Durante el estudio los investigadores utilizaron el método de regresión logística para examinar prospectivamente las asociaciones entre los patrones dietarios y el riesgo de CHD en 69.017 mujeres con una edad entre 38 y 63 años en 1984, sin antecedentes de enfermedades crónicas importantes.
El patrón "prudente" estuvo caracterizado por un mayor consumo de frutas, vegetales, legumbres, pescado, aves y granos, mientras el patrón "occidental" estuvo caracterizado por un mayor consumo de carnes rojas y procesadas, dulces y postres, papas fritas y granos refinados.

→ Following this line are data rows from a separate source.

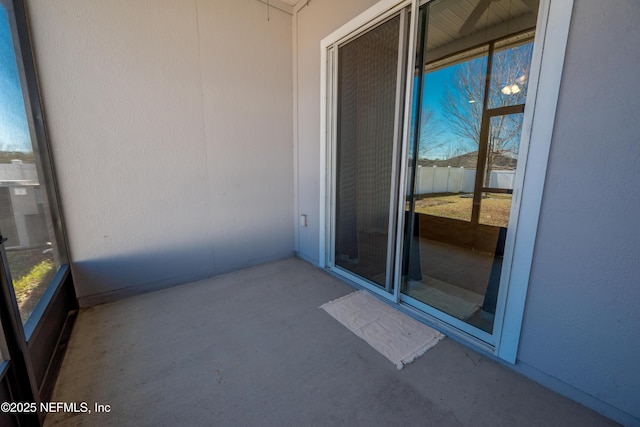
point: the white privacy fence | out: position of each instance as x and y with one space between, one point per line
438 179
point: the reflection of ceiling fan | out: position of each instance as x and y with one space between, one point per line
469 25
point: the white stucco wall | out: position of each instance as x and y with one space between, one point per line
582 318
156 110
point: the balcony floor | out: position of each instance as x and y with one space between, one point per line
253 348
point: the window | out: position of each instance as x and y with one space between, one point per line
458 148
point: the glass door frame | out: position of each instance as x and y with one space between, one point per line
36 348
330 52
551 36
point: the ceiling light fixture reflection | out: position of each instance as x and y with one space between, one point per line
510 89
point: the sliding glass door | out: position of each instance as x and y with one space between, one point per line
472 82
369 89
37 297
424 117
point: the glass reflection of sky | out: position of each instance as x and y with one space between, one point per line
14 131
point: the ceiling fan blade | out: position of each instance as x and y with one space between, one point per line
532 4
469 25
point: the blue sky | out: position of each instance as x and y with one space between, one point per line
14 131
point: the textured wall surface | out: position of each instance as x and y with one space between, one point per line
582 318
156 111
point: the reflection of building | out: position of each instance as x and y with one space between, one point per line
22 219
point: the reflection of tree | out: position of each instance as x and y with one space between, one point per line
462 103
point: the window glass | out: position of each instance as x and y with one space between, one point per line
25 217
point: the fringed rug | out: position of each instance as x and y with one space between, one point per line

Entre 1984 y 1996, los investigadores documentaron 821 casos de CHD. Luego del ajuste de los factores de riesgo coronarios, el puntaje de la dieta "prudente" estuvo asociado con un riesgo relativo (RR) de 0.76 (IC 95%, 0.60-0.98; P para la prueba de tendencia, .03) comparando el quintilo mayor con el quintilo menor. La comparación extrema del quintilo produjo un RR de 1.46 (IC 95%, 1.07-1.99; P para la prueba de tendencia, .02) para el patrón "occidental". Aquellos que estuvieron de manera conjunta en el quintilo más alto de la dieta "prudente" y en el quintilo más bajo de la dieta "occidental" tuvieron un RR de 0.64 (95% CI, 0.44-0.92) comparados con aquellos con un perfil opuesto en el patrón.
Una dieta rica en frutas, vegetales, granos, legumbres, aves y pescado y baja en granos refinados, papas y carnes rojas y procesadas produce un menor riesgo de CHD.